12. Securing the safety of personal information The company enforces the following technical, managerial and physical countermeasures to secure the safety of personal information according to Article 29 of the personal information protection act.
1. Periodic self monitoring
To ensure stability in the handling of personal information, self inspection is performed periodically(once per quarter).
2. Minimization and training of employees handling personal information
A minimal number of employees are designated for handling personal information according to the personal information management policy.
3. Establishment and enforcement of internal management plans
For the safe handling of personal information, internal management plans are established and enforced.
4. Technical measures against hacking and so on
To prevent personal information leakages or damages by hacking or virus, the company installs security programs, which it periodically renews and inspects. It also installs systems in the restricted access areas and provides physical/technical monitoring and surveillance.
5. Encryption of personal information
A user’s personal information such as passwords are encrypted, saved and managed, and are known only to the user. Additional security functions such as file or transmission data encryption or file locking are applied to critical data.
6. Access record storage and falsification prevention
Records of access to the personal information processing system are stored and managed for a minimum of 6 months. Security functions are applied to ensure that access records are not falsified, stolen or lost.
7. Restricted access to personal information
Necessary actions are taken to control access to the personal information by implementing access right assignment, change or disposal to the DB that processes the personal information. Unauthorized access is prevented using an intrusion blocking system
8. Use of locking device for document security
Documents or storage media containing personal information are stored in a safe location with a lock device.

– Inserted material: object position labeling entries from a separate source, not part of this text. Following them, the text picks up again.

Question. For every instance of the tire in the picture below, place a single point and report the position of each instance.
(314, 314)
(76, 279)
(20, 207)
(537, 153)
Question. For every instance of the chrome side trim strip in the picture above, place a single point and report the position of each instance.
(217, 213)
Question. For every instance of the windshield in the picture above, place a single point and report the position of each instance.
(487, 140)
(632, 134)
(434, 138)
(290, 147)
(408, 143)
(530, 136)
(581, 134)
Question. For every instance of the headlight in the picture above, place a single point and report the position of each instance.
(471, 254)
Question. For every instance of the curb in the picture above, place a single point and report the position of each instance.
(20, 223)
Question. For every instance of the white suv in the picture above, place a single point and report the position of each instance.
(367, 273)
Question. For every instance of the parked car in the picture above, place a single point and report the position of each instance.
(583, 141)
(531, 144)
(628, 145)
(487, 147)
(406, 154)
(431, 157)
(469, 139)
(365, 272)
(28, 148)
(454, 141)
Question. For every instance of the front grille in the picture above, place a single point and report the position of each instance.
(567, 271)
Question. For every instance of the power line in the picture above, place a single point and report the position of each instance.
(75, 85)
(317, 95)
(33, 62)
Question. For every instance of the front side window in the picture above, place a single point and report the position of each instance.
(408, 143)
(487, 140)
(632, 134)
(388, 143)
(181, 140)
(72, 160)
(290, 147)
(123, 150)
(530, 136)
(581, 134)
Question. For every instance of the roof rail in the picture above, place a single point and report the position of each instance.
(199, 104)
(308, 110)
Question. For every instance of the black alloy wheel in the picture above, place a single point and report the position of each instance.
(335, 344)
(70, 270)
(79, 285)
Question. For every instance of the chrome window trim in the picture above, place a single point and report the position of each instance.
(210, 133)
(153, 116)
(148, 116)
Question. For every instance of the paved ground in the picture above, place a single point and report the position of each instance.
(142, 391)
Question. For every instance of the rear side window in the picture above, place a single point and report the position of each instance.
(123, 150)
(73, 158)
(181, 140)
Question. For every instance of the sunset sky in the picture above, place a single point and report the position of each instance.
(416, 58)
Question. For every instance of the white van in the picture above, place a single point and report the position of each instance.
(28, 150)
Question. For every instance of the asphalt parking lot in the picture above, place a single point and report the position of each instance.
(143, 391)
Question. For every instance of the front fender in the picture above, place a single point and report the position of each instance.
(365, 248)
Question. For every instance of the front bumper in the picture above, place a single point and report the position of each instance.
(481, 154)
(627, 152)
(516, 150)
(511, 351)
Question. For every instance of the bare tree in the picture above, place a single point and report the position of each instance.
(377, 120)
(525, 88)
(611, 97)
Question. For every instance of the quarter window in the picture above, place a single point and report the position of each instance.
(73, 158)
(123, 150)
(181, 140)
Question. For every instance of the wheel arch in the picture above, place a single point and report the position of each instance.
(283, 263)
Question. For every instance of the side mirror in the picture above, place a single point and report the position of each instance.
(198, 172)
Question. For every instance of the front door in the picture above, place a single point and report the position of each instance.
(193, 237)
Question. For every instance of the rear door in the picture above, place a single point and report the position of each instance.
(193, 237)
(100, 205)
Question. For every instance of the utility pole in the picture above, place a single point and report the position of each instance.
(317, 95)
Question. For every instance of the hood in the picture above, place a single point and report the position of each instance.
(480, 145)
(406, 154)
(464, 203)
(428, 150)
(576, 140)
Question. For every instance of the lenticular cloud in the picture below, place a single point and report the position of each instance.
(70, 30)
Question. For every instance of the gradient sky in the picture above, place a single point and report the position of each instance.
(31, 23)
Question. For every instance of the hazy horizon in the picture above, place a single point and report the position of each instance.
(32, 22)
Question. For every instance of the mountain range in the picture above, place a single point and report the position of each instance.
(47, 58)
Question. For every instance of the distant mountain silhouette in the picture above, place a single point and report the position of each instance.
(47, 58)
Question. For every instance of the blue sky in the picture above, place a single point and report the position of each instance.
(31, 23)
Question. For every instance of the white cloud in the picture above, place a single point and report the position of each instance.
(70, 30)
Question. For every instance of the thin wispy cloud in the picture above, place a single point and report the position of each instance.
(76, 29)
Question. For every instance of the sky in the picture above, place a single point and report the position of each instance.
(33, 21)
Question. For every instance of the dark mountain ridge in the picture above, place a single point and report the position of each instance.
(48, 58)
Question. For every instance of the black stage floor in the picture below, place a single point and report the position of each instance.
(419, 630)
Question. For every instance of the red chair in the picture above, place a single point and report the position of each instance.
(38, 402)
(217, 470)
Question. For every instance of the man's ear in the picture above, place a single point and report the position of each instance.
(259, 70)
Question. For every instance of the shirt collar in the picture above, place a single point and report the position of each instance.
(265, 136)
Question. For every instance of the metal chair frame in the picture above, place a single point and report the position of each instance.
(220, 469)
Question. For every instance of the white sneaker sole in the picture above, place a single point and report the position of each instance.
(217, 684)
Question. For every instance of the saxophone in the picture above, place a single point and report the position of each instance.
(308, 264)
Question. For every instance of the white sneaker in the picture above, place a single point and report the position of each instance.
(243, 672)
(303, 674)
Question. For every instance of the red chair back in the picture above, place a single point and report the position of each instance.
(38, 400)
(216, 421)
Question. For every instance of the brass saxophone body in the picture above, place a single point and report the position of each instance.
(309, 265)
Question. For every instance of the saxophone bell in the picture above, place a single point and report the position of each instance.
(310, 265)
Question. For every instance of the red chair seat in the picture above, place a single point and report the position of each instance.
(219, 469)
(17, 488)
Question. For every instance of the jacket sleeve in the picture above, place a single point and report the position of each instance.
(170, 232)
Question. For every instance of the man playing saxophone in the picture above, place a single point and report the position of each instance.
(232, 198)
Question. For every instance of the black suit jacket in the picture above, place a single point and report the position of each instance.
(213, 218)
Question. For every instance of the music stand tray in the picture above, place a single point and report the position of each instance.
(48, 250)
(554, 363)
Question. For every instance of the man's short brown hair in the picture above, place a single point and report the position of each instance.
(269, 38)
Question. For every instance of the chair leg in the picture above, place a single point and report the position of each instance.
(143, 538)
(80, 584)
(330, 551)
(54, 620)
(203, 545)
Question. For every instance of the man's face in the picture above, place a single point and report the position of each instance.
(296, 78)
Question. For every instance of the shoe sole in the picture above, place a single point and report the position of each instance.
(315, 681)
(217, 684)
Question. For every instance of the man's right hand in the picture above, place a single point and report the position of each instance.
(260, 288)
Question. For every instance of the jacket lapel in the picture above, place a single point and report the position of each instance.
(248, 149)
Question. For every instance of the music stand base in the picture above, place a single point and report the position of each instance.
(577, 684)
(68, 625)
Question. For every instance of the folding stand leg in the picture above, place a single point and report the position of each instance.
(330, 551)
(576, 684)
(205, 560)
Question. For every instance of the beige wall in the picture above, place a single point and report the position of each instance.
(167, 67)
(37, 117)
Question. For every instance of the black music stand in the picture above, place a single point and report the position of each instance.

9. Controlled access by unauthorized persons
Physical storage containing personal information is separately made available so that entry/exit procedures can be established and applied.
13. Personal information viewing request
①An information subject can demand the following department to disclose their personal information to them according to Article 35 of the personal information protection act. The company will make the best efforts to make sure that the information subject’s personal information can be disclosed to them immediately.
▶Personal information viewing request handling/registering department
Name : Management support team
In charge : Assistant manager Seo Il Jun
Contact : 054-420-3032, Iljun_seo@advancedfiber.co.kr, 054-420-3096
②Other than the viewing request registering/handling department in 1), the information subject can use the personal information protection support website under the personal information protection committee(www.privacy.go.kr) to request the viewing of personal information.
▶Personal information protection support website under the personal information protection committee(www.privacy.go.kr) → Personal information civil appeals → Personal information viewing requests (self identification requires an iPin.)